Sociology Speaker Series: Dr. Neil McLaughlin

Big Books and Celebrity Intellectuals: How Erich Fromm’s public sociology helped create the 1960s and why his radical activism did not lead to the change he wanted

Jan 14, 2022

This month's Sociology Speaker Series features Dr. Neil McLaughlin on "Big Books and Celebrity Intellectuals: How Erich Fromm’s public sociology helped create the 1960s and why his radical activism did not lead to the change he wanted". 
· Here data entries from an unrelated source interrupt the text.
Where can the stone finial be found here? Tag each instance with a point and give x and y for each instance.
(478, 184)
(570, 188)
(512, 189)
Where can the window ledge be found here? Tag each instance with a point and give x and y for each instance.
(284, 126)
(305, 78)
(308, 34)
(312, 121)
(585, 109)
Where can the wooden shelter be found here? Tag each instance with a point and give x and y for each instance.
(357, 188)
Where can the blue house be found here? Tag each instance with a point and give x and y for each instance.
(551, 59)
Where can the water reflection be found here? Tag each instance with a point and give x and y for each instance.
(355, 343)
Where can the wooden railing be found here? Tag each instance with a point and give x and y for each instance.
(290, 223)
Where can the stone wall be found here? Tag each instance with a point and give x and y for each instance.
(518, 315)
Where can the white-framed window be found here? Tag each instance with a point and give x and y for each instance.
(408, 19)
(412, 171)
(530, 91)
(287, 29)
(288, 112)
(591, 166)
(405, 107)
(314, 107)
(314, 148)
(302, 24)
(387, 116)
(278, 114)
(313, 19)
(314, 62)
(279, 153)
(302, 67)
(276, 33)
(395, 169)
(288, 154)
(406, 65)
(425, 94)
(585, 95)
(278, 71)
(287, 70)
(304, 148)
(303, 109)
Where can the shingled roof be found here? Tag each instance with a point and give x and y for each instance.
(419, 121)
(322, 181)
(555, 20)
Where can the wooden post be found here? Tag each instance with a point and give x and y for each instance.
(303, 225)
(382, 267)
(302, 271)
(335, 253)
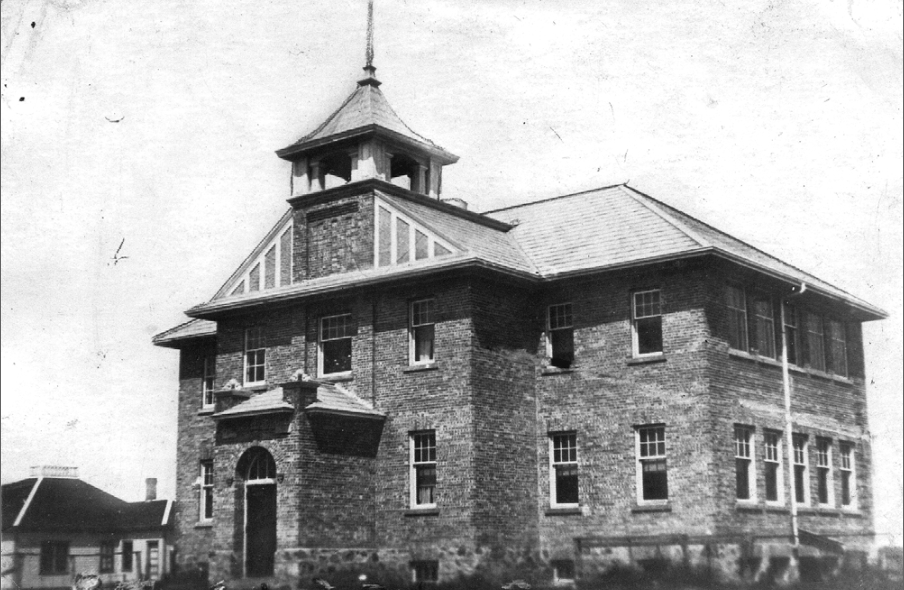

When: Thursday, January 27th, 12:30-1:30pm

Where: Zoom, please register here.  

After briefly telling the story of how my book Erich Fromm and Global Public Sociology (Bristol University Press, 2021) came to be written and outlining what it tries to accomplish, this talk will draw on Chapter 5 to discuss the sociological contradictions often faced by famous and activist intellectuals.  Meyer and Rohlinger’s Social Problems article “Big Books and Social Movements: A Myth of Ideas and Social Change” (2012) rightly argued that grassroot activists and social movement organizations (SMOs), not best-selling books like Betty Friedan’s The Feminist Mystique (1963) and Michael Harrington’s The Other America (1963), created the protests and social change of the 1960s. This important article, however, underplays the recruitment value and framing influence of books like Fromm’s The Sane Society (1955) and Marx’s Concept of Man (1962) and sidesteps the important political work that activist and celebrity intellectuals often do in movements.  We will talk about how Fromm’s humanistic socialism shaped the culture of the New Left but also why his activist work on nuclear disarmament, human rights with Amnesty International,  American socialist party involvement and failed efforts at helping elect anti-Vietnam war as US president produced less results than he wished. The sociological factors operating when intellectuals became activists should be considered by today’s budding public sociologists and all this suggests new areas for social movement research.